2026-05-17

Robie V1.2 — The Moment the Project Starts Feeling “Alive”
Over the past few weeks, I’ve been working on a lot of very different things:
- documentation pipelines,
- automation,
- AI applied to documentation,
- workflows,
- integrations…
But in the background, another project kept slowly evolving: Robie.
And this time, something important changed. Robie is finally starting to become a real coherent system.
A system with a clear architecture, separated responsibilities, real components, a voice, and above all: a sense of existence.
The Classic Trap of Ambitious Personal Projects
When building a local voice assistant on Raspberry Pi with:
- STT,
- fuzzy matching,
- LLMs,
- conversational orchestration,
- real-time audio,
- playback memory,
- continuous listening,
- intelligent playback…
… the temptation to connect everything immediately is enormous.
And very often, the result is a huge amount of complexity with nothing actually functional.
This time, I tried a different approach:
small independent building blocks
+
clean architecture
+
fast visible wins
And honestly? It completely changes the energy of the project.

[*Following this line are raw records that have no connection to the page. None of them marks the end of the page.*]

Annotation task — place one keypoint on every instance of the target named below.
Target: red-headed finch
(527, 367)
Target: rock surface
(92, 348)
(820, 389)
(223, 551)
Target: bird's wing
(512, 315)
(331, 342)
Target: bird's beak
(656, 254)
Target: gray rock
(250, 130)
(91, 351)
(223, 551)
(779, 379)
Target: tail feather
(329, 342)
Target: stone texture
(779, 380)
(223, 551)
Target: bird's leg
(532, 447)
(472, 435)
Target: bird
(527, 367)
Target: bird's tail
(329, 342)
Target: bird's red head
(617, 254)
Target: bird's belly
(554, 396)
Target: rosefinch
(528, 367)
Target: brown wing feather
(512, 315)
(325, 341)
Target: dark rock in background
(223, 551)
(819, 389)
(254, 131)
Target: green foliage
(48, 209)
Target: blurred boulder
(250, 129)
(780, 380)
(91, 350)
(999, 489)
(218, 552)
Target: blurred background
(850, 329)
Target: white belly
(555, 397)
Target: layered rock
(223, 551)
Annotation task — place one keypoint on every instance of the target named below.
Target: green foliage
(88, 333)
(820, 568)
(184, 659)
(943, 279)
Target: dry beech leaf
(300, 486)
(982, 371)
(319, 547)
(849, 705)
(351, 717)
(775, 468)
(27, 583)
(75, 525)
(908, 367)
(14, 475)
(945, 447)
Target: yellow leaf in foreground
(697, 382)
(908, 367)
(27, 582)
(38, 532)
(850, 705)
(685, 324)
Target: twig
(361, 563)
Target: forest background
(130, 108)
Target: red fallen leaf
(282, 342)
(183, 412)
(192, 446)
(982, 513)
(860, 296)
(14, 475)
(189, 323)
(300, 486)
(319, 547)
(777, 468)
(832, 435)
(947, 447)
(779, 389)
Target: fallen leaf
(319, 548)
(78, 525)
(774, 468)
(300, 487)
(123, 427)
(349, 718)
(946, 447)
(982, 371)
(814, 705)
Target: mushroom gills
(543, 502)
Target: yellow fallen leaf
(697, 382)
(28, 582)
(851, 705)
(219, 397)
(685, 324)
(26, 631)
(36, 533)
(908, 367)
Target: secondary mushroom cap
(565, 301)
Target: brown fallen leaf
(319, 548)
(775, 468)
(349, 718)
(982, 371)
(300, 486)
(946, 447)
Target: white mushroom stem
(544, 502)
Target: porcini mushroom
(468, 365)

The Architecture Is Starting to Stabilize
V1.2 now relies on a fairly clear separation of responsibilities.
The general idea:
Microphone
↓
Vosk (STT)
↓
Intent Router
├─ simple intents → direct execution
└─ complex intents → Qwen
↓
Structured Intent
↓
Voice confirmation
↓
mpv
using:
- Vosk for local transcription,
- RapidFuzz to recover books despite voice recognition errors,
- Qwen for semantic understanding,
- LangGraph for conversational state management,
- mpv for actual audiobook playback.
The major architectural principle that got confirmed:
The LLM must NOT be the primary search engine.
So:
transcription
→ local matching
→ shortlist
→ LLM understanding
and definitely not:
full library
→ LLM
It sounds almost obvious when written like that. But a huge number of AI tutorials ignore this kind of fundamental separation, waste tokens, or simply aren’t adaptable to lightweight hardware like a Pi.
First Real Functional Pipeline
The first truly validated pipeline is tiny… but extremely satisfying:
Structured Intent
↓
library lookup
↓
natural sentence generation
↓
TTS
↓
real audio
Robie now genuinely speaks.
For example:
Intent(
intent="play_audiobook",
book_id="rdf_04",
start_mode=StartMode.BEGINNING,
)
↓
Do you want to listen to Wings of Fire, book 4, The Hidden Kingdom, from the beginning?
And what’s funny is that this extremely simple behavior already completely changes the perception of the project.
Pydantic Everywhere: Mental Peace
Another important decision was to define internal structures very early:
BookLibraryIntentConfirmationResponseStartMode
with Pydantic validation.
Sometimes this can feel “over-engineered” for a personal project.
But in practice, it very quickly provides:
- a real source of truth,
- stable contracts,
- a massive reduction in chaos,
- and above all, the ability to evolve the system without breaking everything.
The Detail I Really Like: Non-Binary Confirmations
One thing I particularly like in the current architecture:
confirmations are not designed as simple “yes/no” interactions.
Example:
Robie:
“Do you want to listen to The Hidden Kingdom from the beginning?”
Child:
“No, resume where it stopped.”
Here:
- the book was correct,
- only the playback mode was wrong.
So the system keeps a modifiable pending_intent.
It’s a small architectural detail… but it brings the behavior much closer to a genuinely natural interaction.
RapidFuzz Comes Next
The next major step will be local fuzzy matching.
Goal:
"play wings of fire book saint"
↓
rdf_05
despite imperfect Vosk transcription.
And once again, the approach is intentionally pragmatic:
light normalization only:
- lowercase,
- accent removal,
- punctuation removal,
but NOT:
four → 4
in order to preserve realistic phonetic STT errors.
What This Project Is Really Teaching Me
I think the most interesting thing here isn’t even technical.
The real recent lesson is probably this:
small visible wins completely change the mental dynamics of a long project
For a long time, Robie was mostly:
- a vision,
- a theoretical architecture,
- notes,
- ideas.
Today:
- it has a real library,
- a stable structure,
- a first voice,
- a coherent pipeline,
- conversational states starting to emerge,
- and an identifiable technical personality.
The project is genuinely starting to “exist”.